How to pass mutable reference through raw pointer

I'd like to store a mutable reference in thread local storage (see tokio_executor::with_default for the basic idea), which can then be used "deeper" in the stack.

std::future::set_task_context and std::future::get_task_context do the same thing.

I wonder if this is actually safe: when converting the mutable reference to a raw pointer the compiler has no way of knowing when this "borrow" (through raw pointer) ends. Is there anything preventing the compiler from reordering memory access (after inlining the callbacks of course)? Are there implicit fences surrounding unsafe blocks?

For example:

let mut x: u32 = 0;
let ptr: *mut u32 = &mut x;
unsafe { *ptr = 5; }  // maybe hidden in a closure
x = 10;
x

Is the compiler allowed to execute x = 10; before the unsafe block and to return 5 instead of 10?

If yes: would it help to store the (borrowed) lifetime of the mutable reference in a PhantomData (for the scope of the callback) to prevent reordering?

I'm not certain, but if you're worried about order of operations, use write_volatile. I personally never use *ptr = value or rvalue *ptr because it is too difficult to find documentation on whether these require alignment or if they are volatile, etc.

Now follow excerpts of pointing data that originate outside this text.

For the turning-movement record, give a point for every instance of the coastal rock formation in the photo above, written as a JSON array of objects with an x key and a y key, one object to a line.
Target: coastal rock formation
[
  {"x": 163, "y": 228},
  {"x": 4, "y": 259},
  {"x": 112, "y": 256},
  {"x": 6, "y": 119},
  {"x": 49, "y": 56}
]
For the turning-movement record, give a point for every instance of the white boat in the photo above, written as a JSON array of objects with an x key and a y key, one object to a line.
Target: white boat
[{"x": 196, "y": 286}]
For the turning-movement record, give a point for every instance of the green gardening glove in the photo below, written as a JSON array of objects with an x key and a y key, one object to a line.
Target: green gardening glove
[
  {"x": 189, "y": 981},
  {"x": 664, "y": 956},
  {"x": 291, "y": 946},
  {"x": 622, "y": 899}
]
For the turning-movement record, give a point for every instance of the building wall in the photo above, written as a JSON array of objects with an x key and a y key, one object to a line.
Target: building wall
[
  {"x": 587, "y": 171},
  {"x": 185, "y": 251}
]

I'm fairly certain that this would not help. To my knowledge, lifetimes play absolutely no role during the lowering of code to LLVM IR; the borrow checker only solves them in order to reject bad programs.

To clarify, I only see two possibilities:

  • The code works as intended, and always writes in order.
  • The code invokes undefined behaivor, and any attempt to properly propagate the lifetime information will result in a borrow-check error.

In that sense, carrying around a phantom lifetime is at least a good idea when possible. (because it demonstrates correctness)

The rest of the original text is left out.